PARIS — Nexter is sending its XP2 armored vehicle technology demonstrator and CTA International 40mm cannon to this week’s Association of the U.S. Army (AUSA) show, both bearing the French company’s hopes of winning orders from the U.S. Army and other forces, a company executive said.
The target for the XP2 is the U.S. Army’s Armored Multi-Purpose Vehicle (AMPV) program, intended to replace the M113 troop carrier, said Patrick Lier, Nexter vice president for international affairs.
The M113 saw service in the Vietnam War.
The XP2 is a six-wheel-drive vehicle in the 20-ton class, designed to show “capability for innovation and know-how in armored vehicles,” Lier said.
The French vehicle is designed to provide a high level of protection up to the NATO Standard Agreement 4 level, offer high mobility and be equipped with advanced onboard electronics and 360-degree camera vision, Lier said. The vehicle can carry nine soldiers and rations for two days, and its motor can be changed in an hour, he said.

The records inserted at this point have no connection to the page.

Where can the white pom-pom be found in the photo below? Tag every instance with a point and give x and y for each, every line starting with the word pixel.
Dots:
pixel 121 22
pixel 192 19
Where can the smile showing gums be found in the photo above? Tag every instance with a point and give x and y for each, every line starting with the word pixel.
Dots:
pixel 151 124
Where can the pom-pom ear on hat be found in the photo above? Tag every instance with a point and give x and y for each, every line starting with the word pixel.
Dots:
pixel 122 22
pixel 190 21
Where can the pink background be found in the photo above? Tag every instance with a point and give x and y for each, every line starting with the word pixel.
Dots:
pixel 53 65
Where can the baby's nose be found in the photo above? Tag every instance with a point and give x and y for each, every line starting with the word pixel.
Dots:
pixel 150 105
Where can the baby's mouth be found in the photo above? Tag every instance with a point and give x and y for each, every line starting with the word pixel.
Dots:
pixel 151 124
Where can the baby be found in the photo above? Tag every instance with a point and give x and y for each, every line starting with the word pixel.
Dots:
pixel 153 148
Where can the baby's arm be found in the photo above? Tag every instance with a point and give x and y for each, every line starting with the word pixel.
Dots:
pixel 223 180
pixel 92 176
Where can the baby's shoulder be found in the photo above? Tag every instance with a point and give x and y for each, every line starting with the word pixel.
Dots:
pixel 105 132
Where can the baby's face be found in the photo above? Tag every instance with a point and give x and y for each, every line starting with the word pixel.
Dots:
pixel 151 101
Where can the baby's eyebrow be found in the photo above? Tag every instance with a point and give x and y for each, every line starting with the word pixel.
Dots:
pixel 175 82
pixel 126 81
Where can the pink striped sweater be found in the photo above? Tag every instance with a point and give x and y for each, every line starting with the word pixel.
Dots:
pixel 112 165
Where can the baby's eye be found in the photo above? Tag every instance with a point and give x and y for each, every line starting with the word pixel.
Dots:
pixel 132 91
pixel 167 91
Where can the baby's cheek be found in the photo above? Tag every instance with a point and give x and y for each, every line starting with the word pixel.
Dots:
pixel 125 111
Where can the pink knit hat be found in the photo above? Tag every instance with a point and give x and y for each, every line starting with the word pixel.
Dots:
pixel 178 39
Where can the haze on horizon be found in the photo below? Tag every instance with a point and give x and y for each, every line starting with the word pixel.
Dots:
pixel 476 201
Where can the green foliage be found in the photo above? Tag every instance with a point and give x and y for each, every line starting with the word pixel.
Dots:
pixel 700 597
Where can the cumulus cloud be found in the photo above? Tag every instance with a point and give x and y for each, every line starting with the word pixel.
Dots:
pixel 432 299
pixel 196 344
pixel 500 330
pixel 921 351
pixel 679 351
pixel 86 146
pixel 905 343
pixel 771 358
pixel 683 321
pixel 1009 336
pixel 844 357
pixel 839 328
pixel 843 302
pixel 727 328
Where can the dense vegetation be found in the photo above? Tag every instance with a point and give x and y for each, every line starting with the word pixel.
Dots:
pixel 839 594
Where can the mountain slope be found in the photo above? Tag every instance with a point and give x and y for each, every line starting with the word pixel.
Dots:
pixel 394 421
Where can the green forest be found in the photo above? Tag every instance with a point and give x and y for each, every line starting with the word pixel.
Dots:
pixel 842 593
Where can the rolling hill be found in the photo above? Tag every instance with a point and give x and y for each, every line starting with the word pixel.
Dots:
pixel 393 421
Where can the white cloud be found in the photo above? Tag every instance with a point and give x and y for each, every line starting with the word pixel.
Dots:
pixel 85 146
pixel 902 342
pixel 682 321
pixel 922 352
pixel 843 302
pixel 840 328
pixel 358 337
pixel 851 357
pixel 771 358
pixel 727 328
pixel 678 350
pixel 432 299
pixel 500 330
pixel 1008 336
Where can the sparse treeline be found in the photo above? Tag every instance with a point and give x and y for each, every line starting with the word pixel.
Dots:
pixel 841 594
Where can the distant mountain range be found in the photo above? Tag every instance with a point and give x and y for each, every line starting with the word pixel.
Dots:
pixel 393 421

Nexter faces stiff competition.
General Dynamics is expected to pitch its Stryker, while BAE Systems has said it will offer a modified Bradley infantry fighting vehicle.
Navistar has said it is interested in competing with a partner.
The U.S. Army, which could buy up to 3,800 units, has said it would likely opt for a vehicle already in service and has set a cost target of $2.4 million per vehicle.
Another potential buyer of the XP2 is the Australian Army, with a requirement for about 1,500 armored vehicles under its Land 400 program, Lier said.
The Australian planners have not yet said whether the new vehicle will be tracked or wheeled, Lier said.
Nexter developed the XP2 as a contender for the French Army’s Véhicule Blindé Multi-Role (VBMR), a multirole armored vehicle, for which the previous Army chief of staff set a price cap of 1 million euros ($1.3 million) for the planned 1,000 armored personnel carrier units of the VBMR program.
The cased telescoped CTA 40mm gun is aimed at arming the U.S. Army’s Ground Combat Vehicle (GCV), Lier said.
Army procurement is looking to buy more than 1,800 GCVs that will be armed with a 25mm gun, but that choice of caliber has sparked comments of “not enough,” Lier said.
Nexter hopes to spark interest with its CTA 40mm, built under the CTA International joint venture with BAE.
Nexter also hopes to sell the CTA 40mm to Australia, which is looking for a gun for its infantry fighting vehicle, Lier said.
“The 40mm could be a serious contender,” he said.
The GCV is intended as replacement for the Bradley.
Nexter sent its Véhicule Blindé Combat d’Infanterie (VBCI) to AUSA two years ago, and the Caesar 155mm artillery piece last year.
The French company had hoped the VBCI might be picked for the Ground Combat Vehicle, but the requirement for a tracked unit left the wheeled infantry fighting vehicle out in the cold.